Al mejor estilo de Cortázar

Desde la publicación de «Los ejércitos» (Premio Tusquets de Novela 2007) hasta sus últimos libros, como «La carroza de Bolívar», «Toño Ciruelo» o «Plegaria por un Papa envenenado», el colombiano Evelio Rosero destaca dentro de la literatura hispanoamericana como uno de los mejores relevos tras la larga sombra de Gabriel García Márquez. No es el único, claro. Hay otros también, pero en él se nota que bebe abiertamente (en especial, en sus novelas) de los autores del «boom», como su compatriota Gabo, aunque, en el caso de los cuentos, de Julio Cortázar.
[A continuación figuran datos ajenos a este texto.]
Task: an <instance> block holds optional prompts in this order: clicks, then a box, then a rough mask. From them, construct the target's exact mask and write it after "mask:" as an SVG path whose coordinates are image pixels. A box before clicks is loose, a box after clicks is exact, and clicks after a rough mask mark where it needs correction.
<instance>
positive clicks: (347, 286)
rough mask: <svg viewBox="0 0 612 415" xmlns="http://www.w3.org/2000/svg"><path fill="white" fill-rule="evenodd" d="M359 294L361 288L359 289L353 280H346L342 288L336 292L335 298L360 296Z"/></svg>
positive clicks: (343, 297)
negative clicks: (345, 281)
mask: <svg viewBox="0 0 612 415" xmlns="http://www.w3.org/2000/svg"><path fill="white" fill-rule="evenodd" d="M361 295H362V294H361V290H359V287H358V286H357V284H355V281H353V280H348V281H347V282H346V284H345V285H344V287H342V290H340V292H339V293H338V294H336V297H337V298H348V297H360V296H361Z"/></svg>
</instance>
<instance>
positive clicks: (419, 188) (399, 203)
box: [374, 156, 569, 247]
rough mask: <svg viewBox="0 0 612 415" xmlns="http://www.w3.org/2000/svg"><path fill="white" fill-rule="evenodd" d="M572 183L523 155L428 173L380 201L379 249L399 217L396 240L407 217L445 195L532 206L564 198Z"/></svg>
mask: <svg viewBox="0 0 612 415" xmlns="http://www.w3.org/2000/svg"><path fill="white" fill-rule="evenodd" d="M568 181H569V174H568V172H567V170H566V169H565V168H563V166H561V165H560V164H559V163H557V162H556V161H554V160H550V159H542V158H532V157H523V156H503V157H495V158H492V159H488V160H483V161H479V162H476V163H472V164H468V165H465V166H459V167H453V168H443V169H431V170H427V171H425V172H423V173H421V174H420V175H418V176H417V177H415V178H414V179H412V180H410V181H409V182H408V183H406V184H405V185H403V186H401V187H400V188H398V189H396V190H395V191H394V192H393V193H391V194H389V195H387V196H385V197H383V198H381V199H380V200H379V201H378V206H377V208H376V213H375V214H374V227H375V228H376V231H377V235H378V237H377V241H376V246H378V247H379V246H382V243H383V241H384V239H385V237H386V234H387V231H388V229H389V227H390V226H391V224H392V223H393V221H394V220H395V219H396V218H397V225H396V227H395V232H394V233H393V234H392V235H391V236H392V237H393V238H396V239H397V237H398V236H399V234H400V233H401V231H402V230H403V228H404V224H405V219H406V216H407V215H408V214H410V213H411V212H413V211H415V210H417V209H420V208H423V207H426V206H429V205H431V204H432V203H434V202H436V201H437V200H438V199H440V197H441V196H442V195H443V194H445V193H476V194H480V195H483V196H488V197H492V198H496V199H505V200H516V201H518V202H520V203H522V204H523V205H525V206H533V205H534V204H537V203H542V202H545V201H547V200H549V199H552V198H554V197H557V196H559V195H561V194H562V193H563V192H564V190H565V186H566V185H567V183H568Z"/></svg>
El linaje con el autor de «Rayuela» ahí, en la distancia corta, como lo prueban la publicación de estos «Cuentos completos», es más que evidente. Divididos en cuatro secciones: «Desnudas», «Bogotanos», «Figuraciones» y «Cuentos cortos», los textos de Rosero se adentran en una realidad cotidiana que, de pronto, parece volverse sombría, como si entrara en una zona de misterio regida por lo inconsciente, por lo siniestro, por personajes que pueden resultar tan estrafalarios como reales, pues en la imaginación de Rosero todo está permitido: una ciega que le corta el pelo a un niño sentado en su falda, una mujer que en realidad es una pájara y un gato que habla dos idiomas: el de los mininos y el de las aves. Todo un bestiario que, al mejor estilo de Cortázar, abre el escenario a una realidad inédita y desconocida.

Campo de violencia

En los cuentos de Rosero, de todos modos, si bien transitan por imaginaciones desmedidas, el paisaje, el entorno que rodea las historias, es un paisaje cercano: la vida social de Colombia, el ambiente urbano, un campo de violencia y abandono, de crueldad. Su propuesta, aun así, no es hacer una denuncia social. El autor se acerca a esa realidad pero desde una mirada diferente: una mirada desencantada que, en ocasiones, se traslada a los cuentos y la impregnan de una intensa poesía.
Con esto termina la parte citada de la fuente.